Q. Certain months appear in the Torah, e.g. Aviv, the month of spring. Others are identified by numbers, e.g. “The 7th month” (=Tishri). What about the current names?
A. Some come in the later books of Scripture; most are post-exilic and are from other languages.
• Nisan is linked with the Babylonian first month, Nisanu; some derive it from the Hebrew n-s-a, to start. In the Torah it is Aviv, spring.
• Iyyar may be associated with the Hebrew or, light. In Tanach it is Ziv, brightness.
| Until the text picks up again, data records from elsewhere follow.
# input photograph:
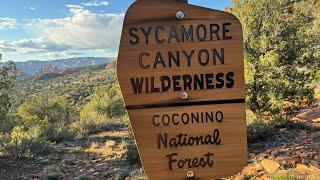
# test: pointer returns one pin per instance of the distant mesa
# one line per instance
(59, 66)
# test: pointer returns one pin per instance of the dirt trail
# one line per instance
(294, 151)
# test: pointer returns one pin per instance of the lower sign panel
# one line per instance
(209, 140)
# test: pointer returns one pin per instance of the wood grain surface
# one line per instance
(153, 47)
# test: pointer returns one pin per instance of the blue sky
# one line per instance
(52, 29)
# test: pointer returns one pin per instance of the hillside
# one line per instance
(31, 67)
(76, 86)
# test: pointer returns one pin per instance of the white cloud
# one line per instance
(7, 23)
(76, 34)
(96, 3)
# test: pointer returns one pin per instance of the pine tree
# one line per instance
(282, 58)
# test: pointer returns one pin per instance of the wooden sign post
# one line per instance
(181, 72)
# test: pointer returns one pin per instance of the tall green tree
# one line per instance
(281, 40)
(8, 73)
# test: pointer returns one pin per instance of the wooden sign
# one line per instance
(181, 72)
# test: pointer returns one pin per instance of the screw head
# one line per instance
(180, 15)
(190, 174)
(184, 96)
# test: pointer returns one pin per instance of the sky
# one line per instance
(58, 29)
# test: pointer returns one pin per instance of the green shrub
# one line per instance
(122, 176)
(49, 117)
(20, 143)
(105, 111)
(260, 131)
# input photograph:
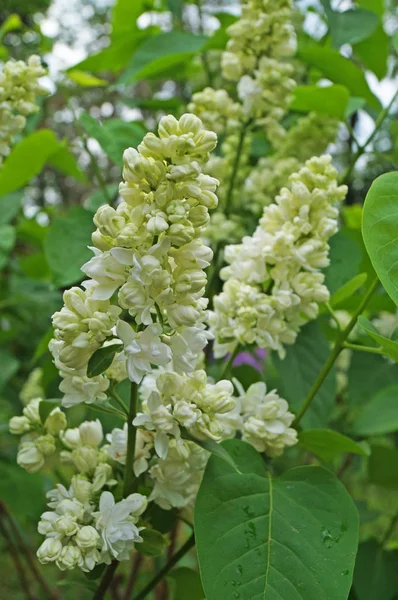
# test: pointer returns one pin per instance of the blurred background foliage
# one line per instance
(113, 70)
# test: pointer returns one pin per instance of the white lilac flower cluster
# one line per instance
(148, 260)
(39, 440)
(259, 42)
(309, 136)
(19, 87)
(273, 283)
(84, 531)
• Sivan is possibly linked with Assyrian Samu/Asamu, to mark or appoint, like sim in Hebrew.
• Tammuz may be from “Dumuzi”, a semitic deity.
• Av is an Assyrian name not mentioned in the Bible. A fuller version, M’nachem Av, “Av the Comforter”, recalls the belief that the Messiah will be born in this month.
• Ellul is Babylonian (Neh. 6:15).
• Tishri is from sherai/shera, to begin.
• Cheshvan or Mar-Cheshvan (I Kings 6:38) may be from the Assyrian Arahsammus, eighth month.
• Kislev is Assyrian (Zech. 1:1, 7:1).
• Tevet (Esther 2:16), linked with the Assyrian/Babylonian Tebetum, may be from a Hebrew root taba, to dip or sink (there is much rainfall this month).
• Sh’vat (Zech. 1:7) could be from a root sh-t, beating or shrinking.
• Adar (Esther 3:7) is possibly from “Adromelech”, a son of the king (Sennacherib).